2. E[Y(A - B)]: Again, since A and B are independent, we can calculate this expectation separately.
E[Y(A - B)] = E[(A + B)(A - B)]
= E[A^2 - B^2]
= E[A^2] - E[B^2]
= Var[A] + E[A]^2 - Var[B]
= 1 + 1^2 - 2
= 0.
3. E[(A - B)^2]: This is simply the variance of (A - B).
E[(A - B)^2] = Var[A - B]
= Var[A] + Var[B]
= 1 + 2
= 3.
4. E[Y]: This is the expectation of Y.
E[Y] = E[A + B]
= E[A] + E[B]
= 1 + 1
= 2.
5. E[A - B]: This is the expectation of (A - B).
E[A - B] = E[A] - E[B]
= 1 - 1
= 0.
Now, substituting these expectation values back into the MSE expression, we have
MSE = 8 - 2c1(0) + c1^2(3) - 2c2(2) + 2c1c2(0) + c2^2
= 8 + 3c1^2 - 4c2 + c2^2.
To minimize this MSE, we take the partial derivatives with respect to c1 and c2, and set them equal to zero.

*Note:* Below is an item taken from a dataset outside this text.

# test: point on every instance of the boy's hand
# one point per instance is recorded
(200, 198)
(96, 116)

d(MSE)/d(c1) = 6c1 - 2c2 = 0 --> c1 = c2/3 (equation 1),
d(MSE)/d(c2) = -4 + 2c2 = 0 --> c2 = 2 (equation 2).
Substituting the value of c2 from equation 2 into equation 1, we get c1 = 2/3.
Therefore, the coefficients of the Linear Least Mean Squares (LLMS) estimator Y^LLMS = c1X + c2 of Y based on X are c1 = 2/3 and c2 = 2.